I have been studying and developing an LDA algorithm for classification of sentences since 2022. Sentence-level topic classification allows us to analyze association between topics and other properties such as sentiments within documents. Also, sentence-level analysis has become more common in text analysis in general thanks to highly capable transformer models in recent years.
My research was published in a paper, Seeded Sequential LDA: A Semi-Supervised Algorithm for Topic-Specific Analysis of Sentences in Social Science Computer Review. In this co-authored paper, we applied Seeded Sequential LDA to classify sentences from speeches delivered by delegates at the United Nations General Assembly meetings and presented an example of topic-specific sentiment analysis. The plot shows how sentiment on security and development has been for countries from five world regions during the post-Cold War period. We measured sentiment using the Lexicoder Sentiment Dictionary for simplicity, but more sophisticated methods can be combined with topic analysis.
Through above research, I found that it takes too long to analyze increasingly large corpora using LDA. To make topic modeling faster, I implemented algorithms for parallel computing and convergence detection in my seededlda package (v1.0). I tested the algorithms by running them to identify 100 topics in a corpus of 10,000 news articles and described the results in a working paper, Speed Up Topic Modeling: Distributed Computing and Convergence Detection for LDA.
The next plot shows the execution time fell sharply from 1 processor to 8 processors both in the sequential models (sequential = TRUE) and the non-sequential models thanks to parallel computing.
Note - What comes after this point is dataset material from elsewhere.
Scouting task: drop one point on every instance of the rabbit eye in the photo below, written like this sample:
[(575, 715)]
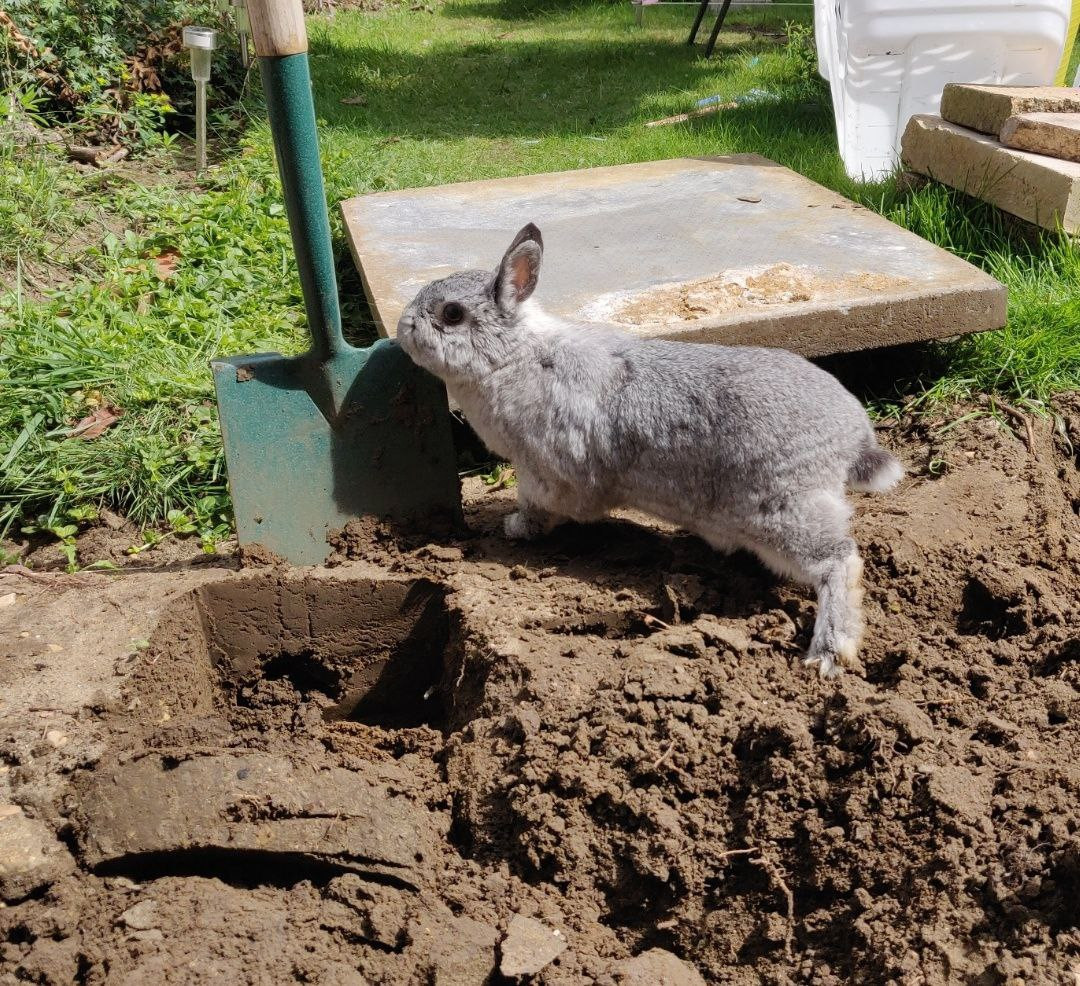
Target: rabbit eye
[(453, 313)]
When iterative Gibbs sampling is terminated on convergence (auto_iter = TRUE), the execution time become another 50% shorter in the non-sequential models (sequential = FALSE).
Faster sequential LDA algorithms are very useful not only for topic classification at the sentence-level but also for creation of sentence vectors as summaries of their content. Once sentence vectors are created, other machine learning methods could applied to the textual data easily.